I've been running into this a lot personally. I also have been focusing on 1.3.1 compliance when I tell people around me that it is an issue.

My problem is that, depending on how your website is made and managed, web content creators will may heading levels based off of their visual appearance rather than page structure.

When I justify heading levels to people I cite guideline 141 which states that
"To facilitate navigation and understanding of overall document structure, authors should use headings that are properly nested (e.g., h1 followed by h2, h2 followed by h2 or h3, h3 followed by h3 or h4, etc.)." [1]

An important note that is in line with Glen's comments; their tutorial [2] reinforces that headings should be in order, but states that
"In fixed sections of the page, for example in sidebars, the heading ranks should not change depending on the ranks in the content area. In those cases, consistency across pages is more important."

Someone tell me if I am wrong, (I am new to this,) but I typically feel that if someone is using headings out of order for *main content* on a page, as opposed to elements that are consistent to a set of pages (e.g. navigation bar, sidebar, contact info), in such cases the headings should be fixed. Is that in line with what you all practice?

Brennan

[1] https://www.w3.org/TR/WCAG20-TECHS/G141.html
[2] https://www.w3.org/WAI/tutorials/page-structure/headings/


-----Original Message-----
From: WebAIM-Forum < <EMAIL REMOVED> > On Behalf Of glen walker
Sent: Saturday, March 9, 2019 11:17 AM
To: WebAIM Discussion List < <EMAIL REMOVED> >
Subject: Re: [WebAIM] Heading structure

I agree with Patrick on 1.3.1 but be careful that you don't automatically flag an error just because the heading levels aren't in order. 1.3.1 just says you can determine the "structure, and relationships". It doesn't say the headings must be in order (although that's generally the recommendation).

I've seen pages where an H1 is not the first heading on a page (in the DOM) but it made perfect sense so wasn't an error. I believe it had something to do with the H1 in the <main> but the <header> or left <nav> had a sub-heading in it.

And sometimes skipping a level is ok too.

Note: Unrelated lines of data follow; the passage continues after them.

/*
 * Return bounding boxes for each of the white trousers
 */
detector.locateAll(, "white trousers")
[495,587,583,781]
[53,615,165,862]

If you have a common pattern on your pages where you have H1-H3 on the main part of the page then H4 in the footer, but then you have a page that doesn't have as much info so it only has H1 and H2, the footer should still be H4 so that it's consistent with the other pages. You skipped H3 but that's ok. Again, the "structure, and relationships" are understood so it passes 1.3.1.